Bukti lain yang menunjukan semakin kuatnya keinginan kaum gay ingin memperoleh pengakuan masyarakat dengan kemunculan di media-media seperti media informasi serta wadah lainnya. Berdasarkan penelitian Dewa Ayu dan I Nyoman Dewi (dalam Portal Gaya Nusantara, 2013:3) ditemukan bahwa, “Semakin terbukanya akses media informasi serta wadah komunitas gay yang ada di setiap kota juga turut memberi warna keterbukaan gay pada khalayak umum. Meski alasan klasik bagi masyarakat umum persoalan gay tabu dibicarakan, namun kalangan ini akhirnya lebih banyak menegaskan identitasnya tersendiri dalam beragam media. Tercatat setidaknya ada beberapa komunitas dunia maya sebagai ajang pertemuan, pertemanan, hingga perjodohan pada kalangan ini.” Adapun beberapa situs yang dimaksudkan tersebut di antaranya adalah situs “Gayadewata” dengan jangkaan Lokal/Internasional, “Manjam” jangkauan Internasional, dan situs “Gay Romeo” dengan jangkauan Internasional (Portal Gaya Nusantara, 2013:4). Hal tersebut membuktikan bahwa dengan keberadaan kelompok fenomena gay yang mulai membuka diri pada masyarakat melalui beragam media, serta makin gencarnya kampanye kesetaraan hak minoritas termasuk kalangan gay, secara perlahan mulai menggeser konsepsi nilai pada sebagian masyarakat kita. Bahkan, tidak hanya di kota-kota besar, kaum gay-pun telah eksis di daerah-daerah lainnya, termasuk Bengkulu.

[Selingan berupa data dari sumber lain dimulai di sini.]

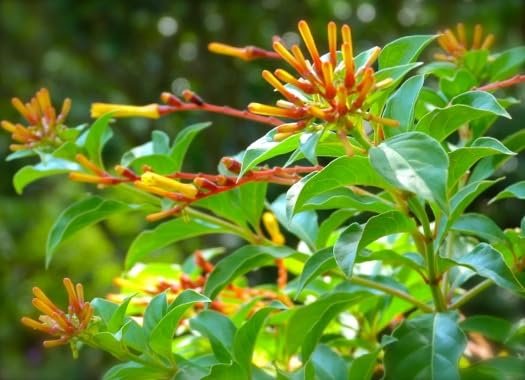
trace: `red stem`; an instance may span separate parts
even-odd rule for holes
[[[492,91],[492,90],[497,90],[498,88],[514,86],[515,84],[523,83],[523,82],[525,82],[525,74],[517,74],[517,75],[514,75],[512,78],[494,82],[494,83],[489,83],[489,84],[486,84],[484,86],[481,86],[475,89],[479,91]]]

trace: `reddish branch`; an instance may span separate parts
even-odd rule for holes
[[[525,82],[525,74],[517,74],[513,76],[512,78],[494,82],[494,83],[489,83],[489,84],[486,84],[484,86],[481,86],[475,89],[479,91],[492,91],[492,90],[497,90],[498,88],[514,86],[515,84],[523,83],[523,82]]]

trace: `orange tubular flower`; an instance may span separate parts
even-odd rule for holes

Dewasa ini, untuk menjaga eksistensinya sebagai kaum minoritas, kaum gay menciptakan, menggunakan, bahkan mensosialisasikan gaya komunikasi dan bahasa tersendiri saat menjalin interaksi dengan orang lain. Hal ini dilakukan guna menunjukan identitas diri mereka sebagai bagian dari kaum gay tempat mereka berinteraksi dan berkomunikasi serta ditujukan untuk dapat dengan mudah mengidentifikasi kalangan lawan komunikasinya. Hal ini senada dengan penyataan Dodi, seorang pelaku gay asal Semarang yang menjadi tukang pijat plus-plus dalam Dewa Ayu dan I Nyoman Dewi (dalam Portal Gaya Nusantara, 2013:15-17) bahwa, “Penggunaan ragam istilah atau bahasa gaul digunakan untuk dapat mengidentifikasi apakah seseorang tersebut berasal dari kalangan kaum gay atau bukan. Selain itu juga ditujukan untuk dapat merahasiakan isi obrolan mereka sesama kaum gay”. Keberadaan kaum gay yang semakin berkembang ini jelas menjadi sorotan banyak mata dan menjadi perbincangan yang tidak dapat dielakkan. Hal tersebut dikarenakan gay merupakan salah satu bentuk perilaku yang dirasa menyimpang dan tidak sesuai dengan nilai serta norma yang berlaku di masyarakat. Perilaku menurut Heri Purwanto dalam Notoatmodjo (2003) adalah pandangan-pandangan atau perasaan yang disertai kecendrungan untuk bertindak sesuai dengan sikap objek tersebut. Hal ini dimaksudkan untuk menyatakan bahwa perilaku merupakan reaksi atau respon berupa tindakan ataupun sikap yang dihasilkan seseorang terhadap stimulus atau umpan yang diterimanya.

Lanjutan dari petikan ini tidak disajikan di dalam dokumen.